[Purpose] In performing laparoscopic hysterectomy for uterine fibroids, the desired level of consistency has not been achieved in cases of intraligamentous fibroids because of the complicated techniques or concern for the complications. In this study, we investigated the surgical results of laparoscopic hysterectomy in our hospital for cases of intraligamentous fibroids.
[Methods] Recently, we have devised total laparoscopic hysterectomy (laparoscopic two-step hysterectomy), such as performing trachelectomy after supracervical hysterectomy. Among the cases who received total laparoscopic hysterectomy, 132 cases with no intraligamentous fibroids (Group A) and 10 cases with intraligamentous fibroids (Group B) were included, and the amount of blood loss, weight of uteri removed, operating time, postoperative duration of hospitalization, maximal fibroid diameter, and location of fibroid growth were analyzed.
[Results] For Group A and Group B, the amount of blood loss was 91.5±89.1 and 86.8±62.7 mL, the weight of uteri removed was 433.3±239.3 and 428.4±95.8 g, and the postoperative duration of hospitalization was 4.6±1.3 and 5.7±5.0 days, respectively.

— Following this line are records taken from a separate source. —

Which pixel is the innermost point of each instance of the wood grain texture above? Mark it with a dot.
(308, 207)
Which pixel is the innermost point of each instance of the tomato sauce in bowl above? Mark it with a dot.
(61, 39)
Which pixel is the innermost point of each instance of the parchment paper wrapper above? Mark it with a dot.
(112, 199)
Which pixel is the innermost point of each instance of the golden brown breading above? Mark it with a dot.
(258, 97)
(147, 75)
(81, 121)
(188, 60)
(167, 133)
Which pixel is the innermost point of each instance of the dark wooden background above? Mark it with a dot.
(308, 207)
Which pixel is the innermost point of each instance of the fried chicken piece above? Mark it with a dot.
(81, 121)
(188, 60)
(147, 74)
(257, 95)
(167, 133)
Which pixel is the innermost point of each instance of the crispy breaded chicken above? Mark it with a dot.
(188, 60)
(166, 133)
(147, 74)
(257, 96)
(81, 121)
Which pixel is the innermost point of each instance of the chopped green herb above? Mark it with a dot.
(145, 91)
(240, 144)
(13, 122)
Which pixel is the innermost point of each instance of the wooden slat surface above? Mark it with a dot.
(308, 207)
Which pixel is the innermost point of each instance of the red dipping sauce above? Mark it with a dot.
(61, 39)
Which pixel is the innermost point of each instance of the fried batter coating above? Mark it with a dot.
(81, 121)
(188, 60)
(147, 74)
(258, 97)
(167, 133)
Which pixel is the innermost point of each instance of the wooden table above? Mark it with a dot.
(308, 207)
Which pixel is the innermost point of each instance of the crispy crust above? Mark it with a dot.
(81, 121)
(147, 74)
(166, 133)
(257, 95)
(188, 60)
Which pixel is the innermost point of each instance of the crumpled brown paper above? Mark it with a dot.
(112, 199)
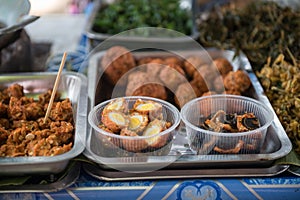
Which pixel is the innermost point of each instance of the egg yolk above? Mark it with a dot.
(146, 106)
(135, 122)
(117, 118)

There was no significant difference in each item. However, the operating time was 209.7±49.2 and 257.3±36.9 minutes, respectively; Group B showed a significantly prolonged operating time compared with Group A (p<0.05). In the location of fibroid growth, five cases had fibroids in the broad ligament and five cases had cervical fibroids, including fibroids in the sacrouterine ligament. There were no significant differences in the operating time or amount of blood loss between these cases. However, there was a significantly positive correlation between maximal fibroid diameter and amount of blood loss (r=0.675, p<0.05). In cases of intraligamentous fibroids, there were no intraoperative or postoperative complications, such as severe bleeding with difficulty in stopping the bleeding and ureteral injury.

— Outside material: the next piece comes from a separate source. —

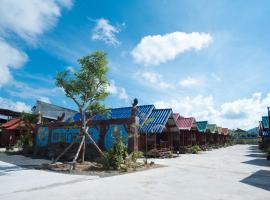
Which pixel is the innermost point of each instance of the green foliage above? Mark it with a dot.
(117, 154)
(136, 155)
(195, 149)
(88, 86)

[Conclusion] Cases of intraligamentous fibroids required a significantly prolonged operating time in total laparoscopic hysterectomy; however, no complications to adjacent organs, including the urinary tract, were observed, which allowed us to safely complete the operation. No influence of the location of the fibroid on the surgical technique was found. However, there was the tendency that cases with larger fibroid diameter had increased blood loss. Thus, preoperative criteria on the application of this operation must be carefully considered.